I found the electric wires that connected my brain with a machine fascinating. The readout that I was allowed to see was like a mysterious scripture, like a secret language, the lines on the folds of paper went up and down with different altitudes. It was as if my thoughts where written down but couldn’t be deciphered yet.
It gave me a fundamental trust in science and the beauty it contained: a machine that made a poetic drawing based upon my brainwaves. It measured my electric traffic, my thoughts and translated these into mountain peaks and ocean rifts. I found these experiences profound and although the process of undergoing a EEG 30 years ago wasn’t as smooth as it is now it still drew the curiosity for science out of me.
When I was twelve I went to a center for epilepsy where I was observed 24 hours a day.

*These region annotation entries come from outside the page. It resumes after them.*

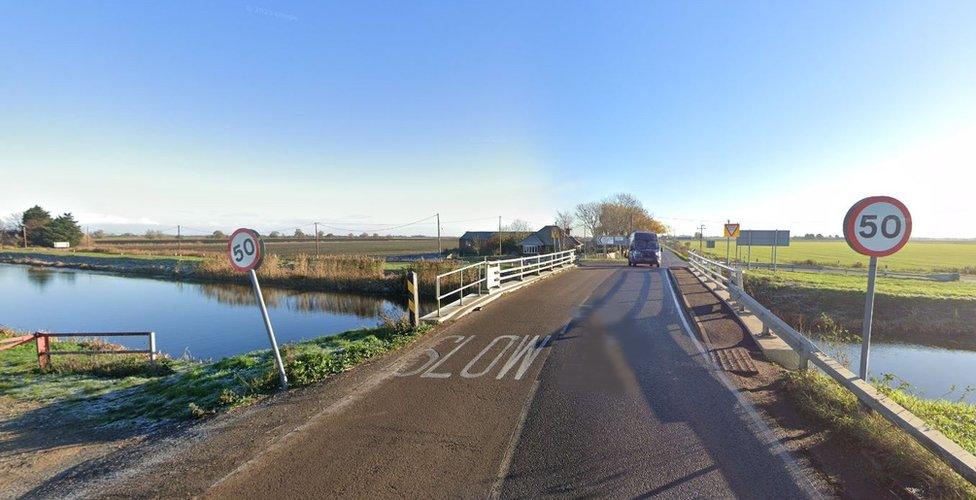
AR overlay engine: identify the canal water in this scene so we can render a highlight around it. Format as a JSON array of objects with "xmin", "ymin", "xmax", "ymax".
[
  {"xmin": 0, "ymin": 264, "xmax": 976, "ymax": 403},
  {"xmin": 0, "ymin": 264, "xmax": 404, "ymax": 359},
  {"xmin": 817, "ymin": 342, "xmax": 976, "ymax": 403}
]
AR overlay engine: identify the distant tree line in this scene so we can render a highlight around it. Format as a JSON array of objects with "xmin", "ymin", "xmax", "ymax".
[
  {"xmin": 0, "ymin": 205, "xmax": 85, "ymax": 247},
  {"xmin": 568, "ymin": 193, "xmax": 668, "ymax": 237}
]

I wore a walkman that was attached to my brain with a couple of wires, a mobile EEG machine. It was 1980 back then and Big Brother was on it’s way! Starwars was the new thing and the interaction between technology and the human body fascinated me.
Later on when I went to secondary school my language teacher gave me a whole list of Science Fiction authors. It was bulls eye and I fell in love with the genre. I devoured Frank Herbert’s Dune, Jack Vance and Isaac Asimov’s Foundation series. The future technology where robots had feelings and thoughts that could be materialized came close to home.
Another source of inspiration was at art school (the AKI, Netherlands) I came into contact with the funky music of Herbie Hancock. My cousin Merijn Bolink (who attended the same art school) had an amazing record, Future Shock that sparked the love for funk music. It was the start of a journey through the world of funk and jazz. The outrageous suits worn by Bootsy Collins and George Clinton, the super groovy baselines of Chic and Marcus Miller have given me energy and inspiration in my studio.